À ces horribles détails, l’auditoire avait répondu par un long frémissement. Sir George Monby lui-même avait caché son visage entre ses mains.

— Mon cœur se souleva dans un spasme, poursuivit Meng-Tseu, exalté par son désespoir même : il me semblait que j’allais mourir, et je m’étendis inanimé sur le sol.

« Quand je revins à moi, j’étais couché sur des feuilles de riz, dans la pauvre hutte d’un paria de Partjately.

« Voilà, mylord, l’épouvantable malheur dont les miens ont été victimes, parce que je n’ai pas soupçonné, sous l’habit d’un marchand, l’un de ces monstres à face humaine que vous allez punir. Mais votre justice ne me rendra ni ma femme, ni mes enfants ! »

Et succombant à son désespoir, l’infortuné Chinois se laissa tomber à terre, en proie à une crise nerveuse.

On fut obligé de l’emporter à travers la foule, qui s’ouvrit respectueusement sur son passage.

— Vous avez entendu cette déposition, dit le président à Feringhea, après le départ du malheureux Meng-Tseu. Les Thugs ont-ils agi pour vos ordres ?

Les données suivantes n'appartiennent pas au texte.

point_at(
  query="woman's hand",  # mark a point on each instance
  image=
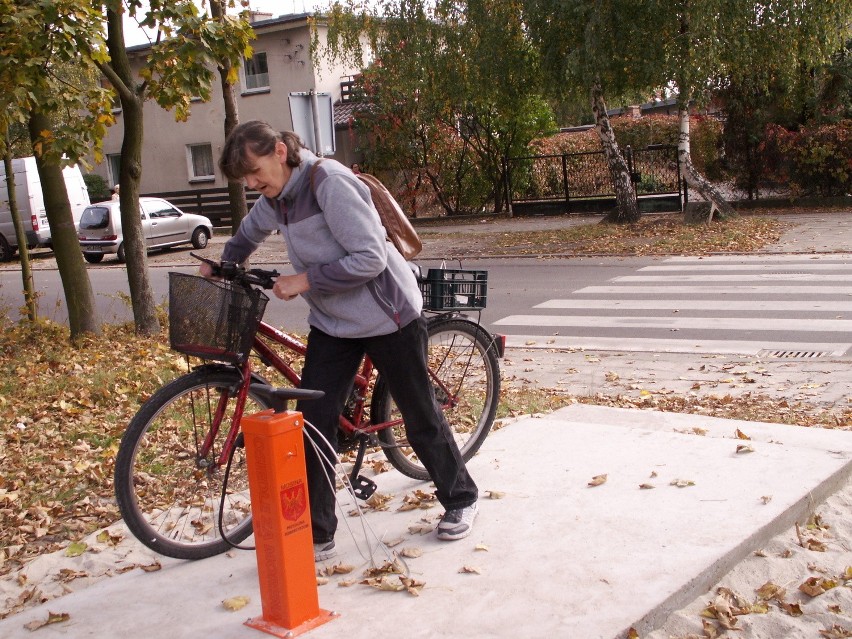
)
(288, 287)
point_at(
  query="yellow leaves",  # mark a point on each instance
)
(815, 586)
(233, 604)
(52, 617)
(597, 480)
(681, 483)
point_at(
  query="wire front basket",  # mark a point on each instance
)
(213, 319)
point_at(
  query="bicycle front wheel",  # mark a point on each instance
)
(465, 376)
(168, 475)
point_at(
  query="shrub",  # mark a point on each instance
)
(97, 187)
(813, 161)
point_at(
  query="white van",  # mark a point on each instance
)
(30, 202)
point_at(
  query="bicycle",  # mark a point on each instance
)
(180, 475)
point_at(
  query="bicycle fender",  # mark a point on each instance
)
(255, 378)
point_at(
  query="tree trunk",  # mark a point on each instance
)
(717, 202)
(82, 311)
(20, 234)
(627, 206)
(236, 192)
(136, 255)
(135, 250)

— J’ai souvent commandé la mort, répondit l’Hindou avec un sourire de mépris, mais jamais le supplice. Mes hommes agissent selon l’inspiration que leur envoie Kâly !

La foule indignée accueillit cette explication avec un murmure de colère et l’honorable magistrat suspendit l’audience pendant quelques instants, afin de laisser à l’émotion générale le temps de se calmer un peu.

Lorsqu’il reprit les débats, il ordonna d’introduire le témoin suivant, Yvan Vasiliwiecz.

À l’apparition de ce nouveau personnage, l’auditoire jeta un cri d’horreur.